Agreed. You can at least do the single test rock and for the first time model a true kill step. Whether that's upscaled or not doesn't matter, it'll be firm knowledge one way or another. When plants dominate a scape, they reduce porosity of rocks, the ability to take in nutrients and for the tiny animals within to cast out their waste; even if a doser like fluconazole kills your algae, this clouding is cyano fuel

Or dino fuel, it's a feed for the next alternating generation to be determined. The cloudless, no organic stores of waste reef has to be attained physically eventually. Once plants are removed, the rocks are going to spend the next several weeks expressing pent up waste so this is one way external cleaning is a hidden boon... It's detailed removal and rinsing externally so you can avoid weeks of repeated export and water changes from the reclaimed tank


Anything claimed to kill that algae can be modeled ahead of time. If someone says X amnt of X added to the tank will kill the algae, that can be modeled in a test 5 gal bucket in dilution so that you can gauge death and growback cycles, if any, before you subject your nontargets in the tank to the experimental whatever

Test modeling might be really helpful even if peroxide isn't the selected tool. That stuff has such a weak design it's like Ulva algae and peroxide likely kills it overnite, that fast
 
You can dose Red Sea Po4x and also chemi-clean. These are alternative that work. Clean up crew is essential ( snails: turbo, asrea, margarita and cerith)

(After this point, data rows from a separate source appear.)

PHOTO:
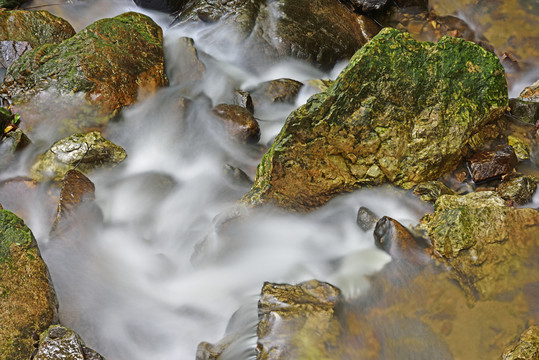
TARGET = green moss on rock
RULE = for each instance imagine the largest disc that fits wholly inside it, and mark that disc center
(35, 27)
(27, 299)
(112, 62)
(401, 112)
(485, 242)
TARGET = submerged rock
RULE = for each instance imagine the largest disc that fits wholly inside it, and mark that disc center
(485, 242)
(238, 122)
(490, 164)
(110, 64)
(85, 151)
(276, 29)
(384, 119)
(59, 342)
(527, 347)
(298, 321)
(432, 190)
(28, 302)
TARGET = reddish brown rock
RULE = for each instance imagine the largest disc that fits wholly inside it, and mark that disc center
(239, 123)
(490, 164)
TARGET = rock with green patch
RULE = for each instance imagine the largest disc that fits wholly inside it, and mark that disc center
(518, 188)
(485, 242)
(27, 299)
(298, 321)
(401, 112)
(432, 190)
(59, 342)
(526, 348)
(103, 68)
(36, 28)
(86, 152)
(320, 31)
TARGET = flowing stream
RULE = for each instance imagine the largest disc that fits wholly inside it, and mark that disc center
(155, 279)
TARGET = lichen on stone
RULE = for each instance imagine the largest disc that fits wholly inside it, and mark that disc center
(401, 112)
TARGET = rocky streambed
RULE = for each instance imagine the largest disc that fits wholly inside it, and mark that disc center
(332, 179)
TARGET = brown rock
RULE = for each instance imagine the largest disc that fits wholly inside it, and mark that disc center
(490, 164)
(298, 321)
(239, 123)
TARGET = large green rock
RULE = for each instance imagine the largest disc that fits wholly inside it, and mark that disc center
(320, 31)
(37, 28)
(486, 243)
(104, 67)
(401, 112)
(27, 299)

How often are light s on and what type of light?? Is tank by chance at or near a window?
 
Thanks @vetteguy53081 I would consider carbon dosing for sure. Again, this problem started from bad DI resin. The tank has been running almost 2 years without issue.

The tank is not receiving any sunlight at it's location in the basement. I have a Geisemann Spectra with two 250w radium halides overdriven at 300w as well as two 54w ATI blue+ and two 54w actinic T5HO. The T5s run for 8.5 hours. The halides run for 6 hours while the T5s are on. This is the same schedule since day 1.